People living in the United States but near the border with Mexico feel like they’ve had enough.
“Our community is already heavily militarized,” said Bekah Hinojosa from Brownsville, Texas. “Cameras line the international bridges, we are surrounded by border checkpoints, border patrol helicopters can be seen in the sky, and agents patrol every highway. We reject this latest move by Trump and Governor Abbott to deploy National Guard personnel and further militarize our home.”
When Texas Governor Abbott recently visited El Paso he was met by protesters waving signs and condemning his decision to send troops to their community. “We say NO National Guard” read one sign. “NO Militarizacion de Fronteras” read another. These people don’t want their border militarized. They say they don’t have any more crime than other parts of the country and they have become pawns in Donald Trump’s political games.
“El Paso is safer than Washington D.C., than Chicago, than most of the country’s major cities. But they still insist that we need walls, that we need to militarize the border,” said Fernando Garcia executive director for the Border Network for Human Rights.

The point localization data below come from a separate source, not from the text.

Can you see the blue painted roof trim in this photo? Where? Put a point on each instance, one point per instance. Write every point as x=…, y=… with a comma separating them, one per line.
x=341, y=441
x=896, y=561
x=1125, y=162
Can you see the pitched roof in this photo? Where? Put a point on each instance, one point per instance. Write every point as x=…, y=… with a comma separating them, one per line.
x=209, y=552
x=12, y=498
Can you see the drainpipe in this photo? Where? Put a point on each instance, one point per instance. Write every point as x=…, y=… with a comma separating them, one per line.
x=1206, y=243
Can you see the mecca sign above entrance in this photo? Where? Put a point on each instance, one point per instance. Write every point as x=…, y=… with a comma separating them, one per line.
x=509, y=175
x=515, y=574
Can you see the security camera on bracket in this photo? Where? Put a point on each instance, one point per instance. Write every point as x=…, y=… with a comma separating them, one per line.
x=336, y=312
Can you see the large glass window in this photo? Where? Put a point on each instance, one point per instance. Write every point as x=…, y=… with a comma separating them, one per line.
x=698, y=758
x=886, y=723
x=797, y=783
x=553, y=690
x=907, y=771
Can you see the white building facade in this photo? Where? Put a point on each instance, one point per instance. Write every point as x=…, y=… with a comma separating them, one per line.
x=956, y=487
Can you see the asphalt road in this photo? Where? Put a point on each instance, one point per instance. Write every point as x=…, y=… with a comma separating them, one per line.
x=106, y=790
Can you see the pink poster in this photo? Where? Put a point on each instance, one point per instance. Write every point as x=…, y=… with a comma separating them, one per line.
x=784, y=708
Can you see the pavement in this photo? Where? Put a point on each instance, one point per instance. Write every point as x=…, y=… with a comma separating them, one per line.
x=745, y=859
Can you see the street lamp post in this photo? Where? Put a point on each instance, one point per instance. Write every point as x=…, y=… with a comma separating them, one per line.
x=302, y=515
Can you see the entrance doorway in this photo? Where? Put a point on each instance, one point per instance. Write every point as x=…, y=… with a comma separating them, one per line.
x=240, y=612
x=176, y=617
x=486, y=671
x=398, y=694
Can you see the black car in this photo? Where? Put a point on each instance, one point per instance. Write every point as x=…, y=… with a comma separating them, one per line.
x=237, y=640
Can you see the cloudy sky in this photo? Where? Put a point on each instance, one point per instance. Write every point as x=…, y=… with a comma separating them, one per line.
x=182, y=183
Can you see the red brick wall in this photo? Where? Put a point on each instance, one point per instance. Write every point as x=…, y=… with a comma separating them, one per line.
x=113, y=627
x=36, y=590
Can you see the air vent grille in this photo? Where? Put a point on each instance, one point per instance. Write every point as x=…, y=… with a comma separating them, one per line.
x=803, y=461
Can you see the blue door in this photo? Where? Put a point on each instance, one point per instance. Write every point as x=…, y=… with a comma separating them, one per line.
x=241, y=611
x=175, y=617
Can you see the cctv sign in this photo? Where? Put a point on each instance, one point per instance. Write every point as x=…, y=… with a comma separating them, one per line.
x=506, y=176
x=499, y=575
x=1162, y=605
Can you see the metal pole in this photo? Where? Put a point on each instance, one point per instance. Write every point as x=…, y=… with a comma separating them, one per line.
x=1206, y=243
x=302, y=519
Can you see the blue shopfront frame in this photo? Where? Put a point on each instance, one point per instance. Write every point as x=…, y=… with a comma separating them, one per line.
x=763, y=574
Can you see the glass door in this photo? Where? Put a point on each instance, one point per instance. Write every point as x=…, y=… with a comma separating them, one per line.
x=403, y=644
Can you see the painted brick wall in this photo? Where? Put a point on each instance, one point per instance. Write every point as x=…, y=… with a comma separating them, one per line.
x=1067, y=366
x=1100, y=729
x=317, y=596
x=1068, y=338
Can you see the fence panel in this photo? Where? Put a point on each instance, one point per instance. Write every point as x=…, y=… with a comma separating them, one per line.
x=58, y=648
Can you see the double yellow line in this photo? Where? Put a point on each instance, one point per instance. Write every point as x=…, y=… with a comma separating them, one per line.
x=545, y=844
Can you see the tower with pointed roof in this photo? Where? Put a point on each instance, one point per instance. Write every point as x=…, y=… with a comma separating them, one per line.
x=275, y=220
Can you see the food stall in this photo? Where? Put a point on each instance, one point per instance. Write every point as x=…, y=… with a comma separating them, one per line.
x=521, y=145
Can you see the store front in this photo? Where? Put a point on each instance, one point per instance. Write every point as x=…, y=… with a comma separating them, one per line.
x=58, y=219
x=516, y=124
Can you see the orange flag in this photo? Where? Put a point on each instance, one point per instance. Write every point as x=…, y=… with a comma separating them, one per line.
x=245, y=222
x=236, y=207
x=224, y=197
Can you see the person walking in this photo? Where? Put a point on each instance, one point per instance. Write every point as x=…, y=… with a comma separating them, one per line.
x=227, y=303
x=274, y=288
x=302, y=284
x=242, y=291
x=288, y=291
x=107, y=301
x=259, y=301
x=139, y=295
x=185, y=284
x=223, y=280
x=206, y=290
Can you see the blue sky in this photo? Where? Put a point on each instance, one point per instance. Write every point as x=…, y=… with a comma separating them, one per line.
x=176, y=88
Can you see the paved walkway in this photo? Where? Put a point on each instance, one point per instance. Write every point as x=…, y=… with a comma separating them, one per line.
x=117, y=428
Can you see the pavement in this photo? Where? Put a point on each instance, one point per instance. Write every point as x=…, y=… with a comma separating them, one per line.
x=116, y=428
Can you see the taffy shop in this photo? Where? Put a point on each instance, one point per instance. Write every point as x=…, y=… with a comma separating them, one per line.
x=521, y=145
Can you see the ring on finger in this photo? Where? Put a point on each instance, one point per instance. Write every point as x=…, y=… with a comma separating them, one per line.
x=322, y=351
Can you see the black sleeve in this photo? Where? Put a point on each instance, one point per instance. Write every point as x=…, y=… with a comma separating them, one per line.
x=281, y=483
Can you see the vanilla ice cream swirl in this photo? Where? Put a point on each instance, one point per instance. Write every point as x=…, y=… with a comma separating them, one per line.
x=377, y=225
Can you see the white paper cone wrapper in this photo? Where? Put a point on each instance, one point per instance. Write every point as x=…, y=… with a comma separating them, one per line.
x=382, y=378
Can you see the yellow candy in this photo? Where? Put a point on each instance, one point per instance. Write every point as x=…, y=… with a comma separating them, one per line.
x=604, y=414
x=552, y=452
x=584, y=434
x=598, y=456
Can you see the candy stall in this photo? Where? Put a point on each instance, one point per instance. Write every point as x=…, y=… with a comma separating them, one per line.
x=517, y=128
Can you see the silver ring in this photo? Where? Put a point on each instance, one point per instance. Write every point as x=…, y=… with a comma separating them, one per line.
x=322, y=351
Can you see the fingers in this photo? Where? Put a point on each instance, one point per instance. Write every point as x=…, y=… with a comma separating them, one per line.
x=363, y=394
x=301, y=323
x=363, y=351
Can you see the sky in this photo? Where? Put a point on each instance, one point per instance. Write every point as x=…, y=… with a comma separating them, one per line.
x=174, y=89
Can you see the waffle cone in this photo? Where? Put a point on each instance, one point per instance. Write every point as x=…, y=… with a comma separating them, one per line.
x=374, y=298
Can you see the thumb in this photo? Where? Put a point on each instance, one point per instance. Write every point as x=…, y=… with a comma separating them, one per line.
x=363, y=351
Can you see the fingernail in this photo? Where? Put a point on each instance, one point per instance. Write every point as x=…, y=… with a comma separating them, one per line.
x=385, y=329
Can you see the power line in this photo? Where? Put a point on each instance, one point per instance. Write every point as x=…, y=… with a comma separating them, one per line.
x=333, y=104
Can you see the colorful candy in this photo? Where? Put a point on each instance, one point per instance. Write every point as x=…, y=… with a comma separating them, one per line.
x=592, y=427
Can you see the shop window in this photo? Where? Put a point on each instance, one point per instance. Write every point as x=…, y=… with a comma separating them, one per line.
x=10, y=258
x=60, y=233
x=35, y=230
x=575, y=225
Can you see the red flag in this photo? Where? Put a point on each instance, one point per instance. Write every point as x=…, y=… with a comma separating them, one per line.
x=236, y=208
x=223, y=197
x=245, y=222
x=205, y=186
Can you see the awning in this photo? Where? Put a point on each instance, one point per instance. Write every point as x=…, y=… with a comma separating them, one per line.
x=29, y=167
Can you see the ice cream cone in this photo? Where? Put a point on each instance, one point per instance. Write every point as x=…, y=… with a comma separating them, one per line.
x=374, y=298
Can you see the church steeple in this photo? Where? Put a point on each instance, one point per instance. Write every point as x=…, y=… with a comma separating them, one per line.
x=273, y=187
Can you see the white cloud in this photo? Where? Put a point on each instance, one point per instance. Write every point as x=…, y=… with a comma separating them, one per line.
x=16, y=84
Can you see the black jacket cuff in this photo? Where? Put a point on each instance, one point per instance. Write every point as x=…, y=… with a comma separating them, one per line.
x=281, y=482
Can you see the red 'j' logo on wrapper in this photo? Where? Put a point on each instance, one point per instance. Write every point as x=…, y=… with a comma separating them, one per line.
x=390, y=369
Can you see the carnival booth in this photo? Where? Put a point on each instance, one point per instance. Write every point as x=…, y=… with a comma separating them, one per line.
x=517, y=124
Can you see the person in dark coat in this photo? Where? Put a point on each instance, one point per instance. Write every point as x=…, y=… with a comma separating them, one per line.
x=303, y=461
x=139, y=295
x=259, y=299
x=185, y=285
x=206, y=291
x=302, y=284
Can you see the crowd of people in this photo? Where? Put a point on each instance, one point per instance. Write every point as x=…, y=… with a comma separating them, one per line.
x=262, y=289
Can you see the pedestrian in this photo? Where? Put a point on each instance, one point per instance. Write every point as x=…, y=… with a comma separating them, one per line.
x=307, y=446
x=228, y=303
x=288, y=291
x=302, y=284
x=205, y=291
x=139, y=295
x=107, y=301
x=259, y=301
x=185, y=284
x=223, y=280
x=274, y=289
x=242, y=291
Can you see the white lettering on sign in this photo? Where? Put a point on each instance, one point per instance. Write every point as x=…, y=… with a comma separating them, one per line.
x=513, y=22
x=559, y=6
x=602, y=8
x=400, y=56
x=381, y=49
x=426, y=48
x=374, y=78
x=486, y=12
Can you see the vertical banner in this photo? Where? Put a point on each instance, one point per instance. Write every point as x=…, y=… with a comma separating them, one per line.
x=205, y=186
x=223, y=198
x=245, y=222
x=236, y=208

According to Garcia, the Trump administration has a “distorted reality” of what the border is, and he is harming them by saying that their home area dangerous. But a review of actual crime data calls that conclusion into question, since the data shows that the southern border is one of the safest parts of the United States.
What many residents fear, however, are the unleashed actions of the Customs and Border Protection (CBP) agents.
Hinojosa said that since Trump became president, “Border Patrol agents have stalked sick kids as they were being transferred to medical facilities, detained Deferred Action for Childhood Arrivals (DACA) recipients, raided life-saving medical camps along the border and even killed.”
Residents of border communities are also not happy with Abbott. “Governor Abbott didn’t bother to listen to…border residents, even after people protested to remind him this is not a war zone and that more troops are not welcome. This is our home, not a playground for political games,” said Dani Marrero Hi, director of bilingual multimedia platform Neta Rio Grande Valley.
“Statewide, 61 percent of Texans oppose building a wall,” according to recent polling. What border communities want is to live their daily lives without fear. “We’re tired of being used as part of the political gamesmanship,” said Texas Civil Rights Project’s Efrén C. Olivares. “People who are not from the border, who have never been to the border, use these imagined ideas of violence. And that is not really compatible with what’s really happening there. We, the ones who live on the border, have to live with the consequences.”
Beto O’Rourke is the current Congressman from the El Paso area and he has been running a very strong race for the U.S. Senate.
He has been campaigning against the border wall since he knows is constituents don’t want it. If he can beat Ted Cruz this year it will be partly because of this issue.
Politicians like Trump and Abbott are using border residents for their own partisan purposes, but in doing so they may be helping to turn Texas from a red state into at least a purple state, and also will be helping to create a Blue Wave in the 2018 midterm elections.